Bundesrecht
Bundesgesetze
Strafprozeßordnung 1975
§ 250

§ 250

(1) Der Vorsitzende ist befugt, ausnahmsweise den Angeklagten während der Abhörung eines Zeugen oder eines Mitangeklagten aus dem Sitzungssaal abtreten zu lassen. Er muß ihn aber, sobald er ihn nach seiner Wiedereinführung über den in seiner Abwesenheit verhandelten Gegenstand vernommen hat, von allem in Kenntnis setzen, was in seiner Abwesenheit vorgenommen wurde, insbesondere von den Aussagen, die inzwischen gemacht worden sind.

(2) Ist diese Mitteilung unterblieben, so muß sie jedenfalls bei sonstiger Nichtigkeit vor Schluß des Beweisverfahrens nachgetragen werden.
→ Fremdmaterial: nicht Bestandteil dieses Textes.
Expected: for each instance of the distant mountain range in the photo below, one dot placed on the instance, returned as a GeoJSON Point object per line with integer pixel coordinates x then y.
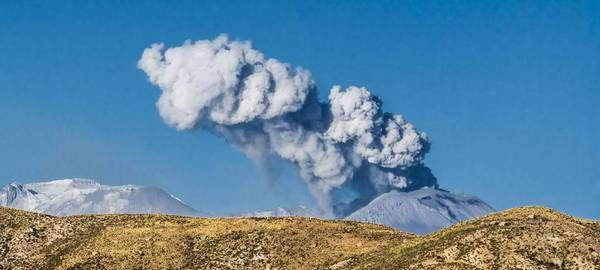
{"type": "Point", "coordinates": [82, 196]}
{"type": "Point", "coordinates": [421, 211]}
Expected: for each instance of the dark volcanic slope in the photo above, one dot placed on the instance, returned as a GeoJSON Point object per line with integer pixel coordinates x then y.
{"type": "Point", "coordinates": [523, 238]}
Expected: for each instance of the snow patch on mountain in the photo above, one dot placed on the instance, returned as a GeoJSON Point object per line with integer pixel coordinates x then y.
{"type": "Point", "coordinates": [421, 211]}
{"type": "Point", "coordinates": [82, 196]}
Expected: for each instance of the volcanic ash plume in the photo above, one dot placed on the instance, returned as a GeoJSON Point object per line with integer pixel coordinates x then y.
{"type": "Point", "coordinates": [347, 150]}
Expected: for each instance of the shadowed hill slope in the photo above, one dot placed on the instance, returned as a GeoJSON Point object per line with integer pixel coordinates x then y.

(3) Opfer gemäß § 65 Z 1 lit. a und besonders schutzbedürftige Opfer (§ 66a) hat der Vorsitzende auf ihren Antrag auf die in § 165 Abs. 3 beschriebene Art und Weise zu vernehmen; im Übrigen hat er bei der Vernehmung von Zeugen § 165 sinngemäß anzuwenden. Dabei hat er auch den bei der Befragung nicht anwesenden Mitgliedern des Schöffengerichts Gelegenheit zu geben, die Vernehmung des Zeugen mitzuverfolgen und den Zeugen zu befragen.

Entscheidungen
150
  • Rechtssätze
    27
  • RS0114858OGH Rechtssatz

    23. April 2007·3 Entscheidungen

    Mit der Einführung verfahrensrechtlicher Zeugenschutzbestimmungen durch das StPÄG 1993 (§ 166a StPO: Vernehmung eines Zeugen unter Wahrung seiner Anonymität und § 229 Abs 2 StPO: Ausschluss der Öffentlichkeit zur Verhinderung der Enttarnung) hat der Gesetzgeber eine Einengung der damit kollidierenden Verteidigungsrechte des Angeklagten im Interesse des Schutzes vitaler Individualrechte des Zeugen bewusst in Kauf genommen (JAB 924 BlgNr XVIII.GP, 35ff). Die dadurch allenfalls erschwerte Beurteilung der Glaubwürdigkeit des Zeugen wird durch die - einem solchen Zeugen je nach Lage des Falles entweder jegliche Beweiskraft aberkennende oder aber auch diesen Beweis voll akzeptierende - freie Beweiswürdigung ausreichend kompensiert. Eine Verletzung des in Art 6 EMRK verankerten Fairnessgebotes wird dadurch nicht bewirkt, denn das Recht auf Prüfung der Glaubwürdigkeit eines Belastungszeugen findet jedenfalls dort seine Schranken, wo dadurch die Anonymisierung eines solchen Zeugen unterlaufen würde. Die nach der Neufassung des § 250 Abs 3 StPO durch das StRÄG 1998 vorgesehene (nicht nichtigkeitsbewehrte) Anwendung der Bestimmungen des § 162a Abs 1 letzter Satz und Abs 2 bis 4 StPO schließt die dem freien Ermessen des Gerichtes vorbehaltene Möglichkeit, den Angeklagten während der Vernehmung eines Zeugen aus dem Sitzungssaal zu entfernen (§ 250 Abs 1 StPO), nicht aus.